A Little Compassion

This was years ago. We were picking up a friend from the airport.

“My Mom was a nurse, so was my aunt. I never wanted to be anything else.”

It was late and we were both tired. We’d just met and told each other stories to stay awake and get to know each other.

“I’d been in the ER and didn’t like the pressure. I want to connect with a patient and a stranger lying on a bed knocked out is no different than a cadaver. I started working as a caretaker soon after college. Hospice care. It was emotional at first. The older patients remind me of my Grandparents who are still living and how one day they’ll die, too. But that didn’t last. I don’t think about it any longer. I’ve worked with some younger people, too. A young guy, twenty-eight years old, diagnosed with lung cancer and never smoked a cigarette in his life. That was hard. He had a wife. They had no kids so that’s good.

“Am I bothering you?”

“No, I’m listening.”

“Sometimes I talk too much.”

“I don’t mind.”

“Well…few weeks back I was with a woman in her nineties. She was bad. Her family wasn’t around much, they were sick of her I think and the woman barely opened her eyes let alone talk…the family was just waiting for her to die. They didn’t say much to me when I came over other than asking when I thought she may go.

“That night, the family was gone. Didn’t even say where they were going. She was breathing okay at first…then it became very heavy and slow and when she exhaled she let out a low quiet moan.

“I tried talking to her. She didn’t respond. I called the family and they didn’t answer…probably better that way.

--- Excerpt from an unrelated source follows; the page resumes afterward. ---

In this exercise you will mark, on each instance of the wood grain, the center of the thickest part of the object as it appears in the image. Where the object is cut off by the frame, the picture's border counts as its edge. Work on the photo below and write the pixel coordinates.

“My Mom told me about the first time she was with someone who died. She had been told there was nothing you could do for someone terminal so make the person feel as comfortable as possible, that’s all you can do.

“So she rubbed the woman’s feet.”

“She rubbed her feet?”

“Yes, apparently it helped.”

“Death by foot rub.”

“Hmm…so, I was with this woman and her breathing became weaker by the minute. It was obvious she was going. You don’t need someone to tell you, you know. And so I had some lotion and took off her socks and rubbed her feet…”

“And?”

“…and, I felt her die. It was…hmm, serene. It was peaceful.”

She had said, “you know,” but I didn’t.